As we hiked, the storm enveloped our world, covering the low hills closest to us.
The dogs picked up a scent from the north-facing side of the slope that they wanted to investigate. On past my mountain bike rides, I've found mountain lion tracks numerous times on that slope - it's a slope that our most secretive animals love.
We leashed the pups and explored the snowy slope. We found a maze of elk tracks but no predator tracks. When we emerged from the forest, the clouds had darkened still further so we started to trek back toward the trailhead. The dogs frolicked wildly, making me laugh aloud.When we arrived back at the car, we pulled my bike out of the back so that I could ride home. Snow lazily drifted out of the sky but I felt a little more vulnerable than usual so my pack covered my back by delaying their drive home while I rode my bike home. By lingering behind me, they could pick me up if I needed to be rescued.
I was truly amazed by how great my legs felt. Moreover, I had NO pain shooting down my arms into my hands - something that I've lived with for many years until now. I found myself hammering up a hill, practically laughing aloud as I tried to rocket through the now pelting snow. I didn't care about the snow stinging my face - I was riding my bike, and I even felt fast! I had to curb my bursting enthusiasm to avoid stressing my neck but it was tough to curb!
As I rode home through the snow, I passed two firefighters trudging along the side of the dirt road. They'd been working to control a prescribed burn designed to reduce wildfire danger. Their faces were blackened with ash, they wore heavy fire-proof suits, and they carried heavy hoes and shovels. Yet, they waved and shouted to me: "You are tough as hell!". Funny, I'd been thinking the same about them.

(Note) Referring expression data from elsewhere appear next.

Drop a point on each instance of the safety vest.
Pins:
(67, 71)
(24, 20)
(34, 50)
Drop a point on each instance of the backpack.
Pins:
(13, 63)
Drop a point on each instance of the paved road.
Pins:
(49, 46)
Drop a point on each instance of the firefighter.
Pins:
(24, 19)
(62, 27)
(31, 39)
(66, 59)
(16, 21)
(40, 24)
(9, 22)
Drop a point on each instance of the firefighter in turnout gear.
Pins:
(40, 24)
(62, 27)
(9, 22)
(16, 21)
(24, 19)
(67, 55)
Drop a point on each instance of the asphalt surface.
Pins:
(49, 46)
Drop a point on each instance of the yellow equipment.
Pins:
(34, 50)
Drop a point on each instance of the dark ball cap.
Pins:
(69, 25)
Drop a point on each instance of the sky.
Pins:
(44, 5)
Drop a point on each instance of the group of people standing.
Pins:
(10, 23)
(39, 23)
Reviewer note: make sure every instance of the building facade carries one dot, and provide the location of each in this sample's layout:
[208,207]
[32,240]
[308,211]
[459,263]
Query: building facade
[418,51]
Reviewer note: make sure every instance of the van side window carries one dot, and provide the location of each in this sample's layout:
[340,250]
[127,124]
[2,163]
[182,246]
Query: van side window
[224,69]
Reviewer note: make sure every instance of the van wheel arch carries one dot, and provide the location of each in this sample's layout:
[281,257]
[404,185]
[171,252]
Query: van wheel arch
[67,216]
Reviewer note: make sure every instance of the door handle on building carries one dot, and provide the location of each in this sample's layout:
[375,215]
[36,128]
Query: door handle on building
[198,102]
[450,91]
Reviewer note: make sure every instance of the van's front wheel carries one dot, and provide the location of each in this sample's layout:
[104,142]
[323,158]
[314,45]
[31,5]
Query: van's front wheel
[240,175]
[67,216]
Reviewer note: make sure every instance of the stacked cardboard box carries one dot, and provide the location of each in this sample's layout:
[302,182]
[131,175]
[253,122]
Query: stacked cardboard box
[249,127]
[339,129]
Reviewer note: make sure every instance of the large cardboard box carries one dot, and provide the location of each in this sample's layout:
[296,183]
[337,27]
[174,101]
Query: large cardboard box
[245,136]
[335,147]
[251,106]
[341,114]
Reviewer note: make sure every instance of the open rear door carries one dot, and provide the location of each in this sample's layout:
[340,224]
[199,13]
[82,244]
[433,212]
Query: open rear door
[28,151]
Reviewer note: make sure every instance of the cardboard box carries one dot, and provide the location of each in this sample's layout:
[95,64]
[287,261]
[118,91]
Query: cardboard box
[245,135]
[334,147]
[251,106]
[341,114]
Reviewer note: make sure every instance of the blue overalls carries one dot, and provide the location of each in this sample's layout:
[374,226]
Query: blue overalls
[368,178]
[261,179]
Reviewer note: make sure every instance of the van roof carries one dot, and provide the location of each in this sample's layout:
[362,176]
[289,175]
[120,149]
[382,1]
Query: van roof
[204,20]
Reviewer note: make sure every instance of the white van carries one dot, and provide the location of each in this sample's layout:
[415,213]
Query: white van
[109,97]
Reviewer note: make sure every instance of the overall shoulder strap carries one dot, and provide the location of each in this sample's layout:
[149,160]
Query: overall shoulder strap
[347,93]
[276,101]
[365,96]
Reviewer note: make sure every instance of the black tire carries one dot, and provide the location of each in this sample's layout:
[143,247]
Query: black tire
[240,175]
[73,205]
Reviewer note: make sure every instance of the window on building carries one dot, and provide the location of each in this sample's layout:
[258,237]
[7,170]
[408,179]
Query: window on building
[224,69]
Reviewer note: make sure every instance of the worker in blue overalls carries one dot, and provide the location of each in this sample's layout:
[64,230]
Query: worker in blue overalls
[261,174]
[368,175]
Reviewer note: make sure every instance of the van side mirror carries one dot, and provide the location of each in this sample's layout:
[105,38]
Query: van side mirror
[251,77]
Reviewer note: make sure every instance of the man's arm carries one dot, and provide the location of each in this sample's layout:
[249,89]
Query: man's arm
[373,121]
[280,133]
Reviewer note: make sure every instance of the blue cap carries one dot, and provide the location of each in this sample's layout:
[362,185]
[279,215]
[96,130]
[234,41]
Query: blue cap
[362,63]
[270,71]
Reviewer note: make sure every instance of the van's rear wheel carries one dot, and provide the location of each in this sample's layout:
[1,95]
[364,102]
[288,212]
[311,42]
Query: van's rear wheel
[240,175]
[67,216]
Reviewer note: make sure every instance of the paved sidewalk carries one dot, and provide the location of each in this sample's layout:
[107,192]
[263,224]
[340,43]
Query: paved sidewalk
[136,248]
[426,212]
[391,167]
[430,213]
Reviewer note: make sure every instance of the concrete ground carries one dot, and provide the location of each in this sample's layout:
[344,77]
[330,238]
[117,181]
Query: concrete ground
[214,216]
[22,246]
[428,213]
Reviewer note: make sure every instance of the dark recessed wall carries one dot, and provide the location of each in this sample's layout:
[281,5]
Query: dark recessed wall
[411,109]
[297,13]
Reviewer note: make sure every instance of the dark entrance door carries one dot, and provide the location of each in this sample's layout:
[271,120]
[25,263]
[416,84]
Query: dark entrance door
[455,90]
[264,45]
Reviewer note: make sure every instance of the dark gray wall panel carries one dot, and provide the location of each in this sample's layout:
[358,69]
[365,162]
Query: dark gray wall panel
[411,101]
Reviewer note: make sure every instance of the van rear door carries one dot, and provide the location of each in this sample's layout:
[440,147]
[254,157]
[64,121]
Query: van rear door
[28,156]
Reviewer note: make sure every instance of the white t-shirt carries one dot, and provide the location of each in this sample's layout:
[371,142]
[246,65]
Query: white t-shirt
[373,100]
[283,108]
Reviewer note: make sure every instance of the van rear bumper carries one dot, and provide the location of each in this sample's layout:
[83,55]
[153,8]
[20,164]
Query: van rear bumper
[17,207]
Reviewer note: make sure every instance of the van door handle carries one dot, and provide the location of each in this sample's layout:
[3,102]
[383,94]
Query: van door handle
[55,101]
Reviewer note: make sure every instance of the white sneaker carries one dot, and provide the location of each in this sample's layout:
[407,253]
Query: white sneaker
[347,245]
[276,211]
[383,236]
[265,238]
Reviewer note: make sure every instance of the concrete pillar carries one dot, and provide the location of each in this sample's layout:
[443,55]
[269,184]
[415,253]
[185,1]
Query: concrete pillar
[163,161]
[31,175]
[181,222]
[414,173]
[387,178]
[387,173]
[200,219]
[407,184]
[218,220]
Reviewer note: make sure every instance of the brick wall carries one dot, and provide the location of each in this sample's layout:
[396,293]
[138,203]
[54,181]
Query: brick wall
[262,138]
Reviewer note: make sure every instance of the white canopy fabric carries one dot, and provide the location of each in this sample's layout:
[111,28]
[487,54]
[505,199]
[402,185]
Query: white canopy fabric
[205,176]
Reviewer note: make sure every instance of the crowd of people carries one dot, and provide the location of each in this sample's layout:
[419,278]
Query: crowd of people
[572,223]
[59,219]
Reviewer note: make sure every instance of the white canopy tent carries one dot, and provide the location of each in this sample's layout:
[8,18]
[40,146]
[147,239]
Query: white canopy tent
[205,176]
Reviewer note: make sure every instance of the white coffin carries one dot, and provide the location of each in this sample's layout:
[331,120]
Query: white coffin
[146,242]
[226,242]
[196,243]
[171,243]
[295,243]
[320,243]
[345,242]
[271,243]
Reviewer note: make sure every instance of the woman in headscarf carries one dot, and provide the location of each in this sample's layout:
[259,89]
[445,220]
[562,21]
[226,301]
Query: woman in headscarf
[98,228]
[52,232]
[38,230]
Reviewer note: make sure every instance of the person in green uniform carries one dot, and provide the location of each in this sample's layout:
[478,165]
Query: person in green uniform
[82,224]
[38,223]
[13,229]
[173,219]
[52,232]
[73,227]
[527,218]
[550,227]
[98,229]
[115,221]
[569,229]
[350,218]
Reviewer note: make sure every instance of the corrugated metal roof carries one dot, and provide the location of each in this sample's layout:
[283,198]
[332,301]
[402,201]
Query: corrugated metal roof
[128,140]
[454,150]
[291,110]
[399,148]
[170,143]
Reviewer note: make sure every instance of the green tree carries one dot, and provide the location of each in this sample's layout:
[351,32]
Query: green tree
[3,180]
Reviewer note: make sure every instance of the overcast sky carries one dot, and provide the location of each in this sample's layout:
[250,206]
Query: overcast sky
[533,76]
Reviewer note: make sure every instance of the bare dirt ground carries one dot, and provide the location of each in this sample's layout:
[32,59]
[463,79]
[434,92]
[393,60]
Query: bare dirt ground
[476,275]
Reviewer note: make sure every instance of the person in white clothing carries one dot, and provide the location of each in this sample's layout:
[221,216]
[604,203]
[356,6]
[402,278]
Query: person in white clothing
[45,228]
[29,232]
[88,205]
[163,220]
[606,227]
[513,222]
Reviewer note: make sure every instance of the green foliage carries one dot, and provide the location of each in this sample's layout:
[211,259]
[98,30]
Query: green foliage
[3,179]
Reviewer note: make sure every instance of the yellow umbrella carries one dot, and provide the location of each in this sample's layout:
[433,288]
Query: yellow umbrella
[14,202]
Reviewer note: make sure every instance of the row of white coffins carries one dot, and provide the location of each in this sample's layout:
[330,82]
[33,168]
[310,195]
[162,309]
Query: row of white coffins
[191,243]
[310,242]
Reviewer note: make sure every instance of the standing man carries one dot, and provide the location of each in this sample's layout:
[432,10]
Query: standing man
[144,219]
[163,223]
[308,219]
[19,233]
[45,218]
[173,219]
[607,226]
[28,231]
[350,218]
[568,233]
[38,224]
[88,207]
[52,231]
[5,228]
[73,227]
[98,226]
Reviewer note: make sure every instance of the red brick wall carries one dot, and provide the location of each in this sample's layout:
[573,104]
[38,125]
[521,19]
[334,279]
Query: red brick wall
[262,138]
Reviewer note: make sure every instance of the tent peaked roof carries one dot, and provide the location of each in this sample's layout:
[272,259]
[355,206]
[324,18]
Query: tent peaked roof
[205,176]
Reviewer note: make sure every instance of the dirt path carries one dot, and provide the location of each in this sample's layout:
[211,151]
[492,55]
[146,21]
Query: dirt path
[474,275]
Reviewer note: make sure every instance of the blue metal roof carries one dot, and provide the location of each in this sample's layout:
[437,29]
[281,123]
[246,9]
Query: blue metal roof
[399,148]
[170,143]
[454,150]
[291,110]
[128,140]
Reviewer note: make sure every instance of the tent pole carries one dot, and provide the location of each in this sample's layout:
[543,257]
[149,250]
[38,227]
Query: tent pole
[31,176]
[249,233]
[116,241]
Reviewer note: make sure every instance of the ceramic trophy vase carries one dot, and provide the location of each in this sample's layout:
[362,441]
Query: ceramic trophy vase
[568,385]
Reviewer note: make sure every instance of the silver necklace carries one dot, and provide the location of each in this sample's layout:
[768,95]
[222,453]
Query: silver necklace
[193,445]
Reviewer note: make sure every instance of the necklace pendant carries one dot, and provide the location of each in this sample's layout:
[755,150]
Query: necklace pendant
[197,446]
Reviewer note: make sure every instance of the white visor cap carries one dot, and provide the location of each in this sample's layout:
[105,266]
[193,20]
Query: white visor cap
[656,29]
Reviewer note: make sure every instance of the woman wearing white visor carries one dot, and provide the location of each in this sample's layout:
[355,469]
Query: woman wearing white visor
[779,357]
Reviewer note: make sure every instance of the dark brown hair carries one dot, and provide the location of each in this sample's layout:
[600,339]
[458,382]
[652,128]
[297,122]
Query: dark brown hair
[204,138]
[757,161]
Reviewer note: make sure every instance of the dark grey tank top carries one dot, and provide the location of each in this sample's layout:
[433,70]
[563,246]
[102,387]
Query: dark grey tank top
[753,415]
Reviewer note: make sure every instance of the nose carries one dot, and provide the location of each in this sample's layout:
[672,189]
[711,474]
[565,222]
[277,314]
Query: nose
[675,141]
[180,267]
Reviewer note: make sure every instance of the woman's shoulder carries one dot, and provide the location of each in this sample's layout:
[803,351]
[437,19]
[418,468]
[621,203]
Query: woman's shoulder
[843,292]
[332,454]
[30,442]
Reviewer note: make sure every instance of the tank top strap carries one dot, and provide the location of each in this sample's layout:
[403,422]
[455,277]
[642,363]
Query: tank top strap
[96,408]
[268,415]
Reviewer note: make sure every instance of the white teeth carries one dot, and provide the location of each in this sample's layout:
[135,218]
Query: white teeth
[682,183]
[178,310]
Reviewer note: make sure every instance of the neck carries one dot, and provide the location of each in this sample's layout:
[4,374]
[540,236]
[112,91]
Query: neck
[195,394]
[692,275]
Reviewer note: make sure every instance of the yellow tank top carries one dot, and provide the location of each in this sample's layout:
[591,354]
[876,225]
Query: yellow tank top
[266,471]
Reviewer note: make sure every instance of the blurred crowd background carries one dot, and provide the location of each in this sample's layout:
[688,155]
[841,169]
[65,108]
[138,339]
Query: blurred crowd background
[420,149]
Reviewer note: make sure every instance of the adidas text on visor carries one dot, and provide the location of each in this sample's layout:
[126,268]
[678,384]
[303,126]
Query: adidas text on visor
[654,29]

By this evening, the fury of the storm pummeled us during the dogs' evening hike. The wind whipped the snow horizontally past our faces. An inch fell during our 20 minute hike.
Right now, the snow is falling at 3-5" per hour. Who knows what the grand total will be?
Shortly after our last big storm a few days ago, I sneaked out without the dogs to check the bear den. The ursines had fallen back into deep hibernation mode. They hadn't left the den in days, except to stick their snouts outside and eat some snow about every second day, according to the wildlife cameras.
What I saw that day warmed my heart. The snow almost completely covered the den, and the setting sun suffused the snowy world with gold.
From the front, I still could barely discern the den entrance.
I zoomed with my camera and caught a glimpse of the sow. She's concluded that I'm pretty boring. She opened an eye, yawned, and went back to sleep in her cozy den whose opening now barely revealed her face. She served as the den guard, blocking access to her cub who doubtless slept behind her.
I imagine that the sow and her cub are snuggled together in the den right now as the storm buffets our forest. It's a wonderful thought. But, I have to say that if anyone is "tough as hell", it's the wild animals who somehow survive in our forests despite brutal storms like tonight's.